The latest version of our SQL Server health check stored procedure is out today. Here’s what we’ve added in the last couple of versions – big thanks to the folks who keep making this even better for the community:
Changes in v33 – January 20, 2014:
Bob Klimes fixed a bug that Russell Hart introduced in v32, hahaha. Check 59 was false-alarming on Agent jobs that actually had notifications.
Changes in v32 – January 19, 2014:
- Russell Hart fixed a bug in check 59 (Agent jobs without notifications).
- Added @EmailRecipients and @EmailProfile parameters to send the results via Database Mail. Assumes that database mail is already configured correctly. Only sends the main results table, and it will not work well if you also try to use @CheckProcedureCache. Execution plans will not render in email.
- Fixed a bug in checks 108 and 109 that showed poison waits even if they had 0ms of wait time since restart.
- Removed check 120 which warned about backups not using WITH CHECKSUM. We fell out of love with WITH CHECKSUM – turns out nobody uses it.
- Added check 121 – Poison Wait Detected: Serializable Locking – looking for waits with %LCK%R%. Happens when a query uses a combination of lock hints that make the query serializable.
- Added check 122 – User-Created Statistics In Place. There is nothing wrong with creating your own statistics, but it can cause an IO explosion when statistics are updated.
- Added check 123 – Multiple Agent Jobs Starting Simultaneously. Ran into an issue where dozens of jobs started at the exact same time every hour.
Changes in v31 – December 1, 2013:
- Dick Baker, Ambrosetti Ltd (UK) fixed typos in checks 107-109 that looked for the wrong CheckID when skipping checks, plus improved performance while he was in there.
- Dick also improved check 106 (default trace file) so that it will not error out if the user does not have permissions on sys.traces.
- Christoph Muller-Spengler @cms4j added check 118 looking at the top queries in the plan cache for key lookups.
- Philip Dietrich added check 119 for TDE certificates that have not been backed up recently.
- Ricky Lively added @Help to print inline help. I love his approach to it.
- Added check 120 looking for databases that have not had a full backup using the WITH CHECKSUM option in the last 30 days.
“We fell out of love with WITH CHECKSUM – turns out nobody uses it.”
Shouldn’t they?
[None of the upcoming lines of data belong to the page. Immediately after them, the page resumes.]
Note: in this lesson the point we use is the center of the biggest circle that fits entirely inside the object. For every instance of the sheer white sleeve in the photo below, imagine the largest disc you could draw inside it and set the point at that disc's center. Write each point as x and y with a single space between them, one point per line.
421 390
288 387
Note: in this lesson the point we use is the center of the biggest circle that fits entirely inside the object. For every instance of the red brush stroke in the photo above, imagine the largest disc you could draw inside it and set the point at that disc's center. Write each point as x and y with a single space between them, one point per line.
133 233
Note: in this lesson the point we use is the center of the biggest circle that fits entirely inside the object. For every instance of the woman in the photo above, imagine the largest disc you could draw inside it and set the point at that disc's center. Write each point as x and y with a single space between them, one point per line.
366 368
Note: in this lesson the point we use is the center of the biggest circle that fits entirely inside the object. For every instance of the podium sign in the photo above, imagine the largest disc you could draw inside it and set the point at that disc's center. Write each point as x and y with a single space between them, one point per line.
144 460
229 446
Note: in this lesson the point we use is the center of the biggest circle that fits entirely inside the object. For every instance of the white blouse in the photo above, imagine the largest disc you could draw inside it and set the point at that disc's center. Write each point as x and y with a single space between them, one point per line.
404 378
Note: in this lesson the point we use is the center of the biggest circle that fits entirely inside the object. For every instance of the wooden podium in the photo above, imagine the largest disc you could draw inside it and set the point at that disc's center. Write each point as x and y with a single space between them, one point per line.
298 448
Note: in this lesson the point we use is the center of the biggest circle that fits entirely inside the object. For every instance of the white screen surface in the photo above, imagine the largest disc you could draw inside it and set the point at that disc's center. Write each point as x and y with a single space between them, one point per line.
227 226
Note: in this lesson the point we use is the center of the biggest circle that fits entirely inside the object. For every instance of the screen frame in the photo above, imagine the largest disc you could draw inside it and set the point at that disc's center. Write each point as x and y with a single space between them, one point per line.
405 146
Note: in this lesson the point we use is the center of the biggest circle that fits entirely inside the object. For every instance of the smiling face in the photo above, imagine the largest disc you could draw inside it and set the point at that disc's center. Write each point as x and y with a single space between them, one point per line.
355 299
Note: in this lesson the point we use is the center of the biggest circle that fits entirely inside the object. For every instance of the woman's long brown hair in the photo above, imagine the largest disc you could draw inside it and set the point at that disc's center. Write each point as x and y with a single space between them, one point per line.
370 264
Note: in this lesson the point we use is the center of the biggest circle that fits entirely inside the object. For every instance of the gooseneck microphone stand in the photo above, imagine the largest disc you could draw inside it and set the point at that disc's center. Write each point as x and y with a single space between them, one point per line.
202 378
Seems to be the right thing in 99% of the cases.
I’d second Tobi’s comment, I started using WITH CHECKSUM because of sp_Blitz.
Thanks guys, glad you liked it! We might consider putting it back in in the future, but it just kick started too many awkward conversations over email, and I wanted to have better documentation around the performance impacts first. I hate to have someone change settings in their SQL Server only to have performance go to hell in a handbasket.
I also use WITH CHECKSUM.
Don’t we want to encourage people to use it?
Yeah, but like I mentioned in the comment to Elijah, I need to be able to conclusively say to users first, “This won’t have a significant impact on your backup times.” That may totally be true across the board, but I need to find evidence of that first, and right now I don’t have that. I’d love to see a community member blog about the impact of WITH CHECKSUM on underpowered systems. (hint hint) hahaha….
Are you saying my systems are underpowered? 🙂
Even if it has a significant performance impact (and we don’t yet know that it does), it may still be the right thing to do. But being able to provide some specific documentation about the trade-offs would add a lot of value.
I love the check for user-created statistics. It helped me find HUNDREDS of these that were built before I started at this job.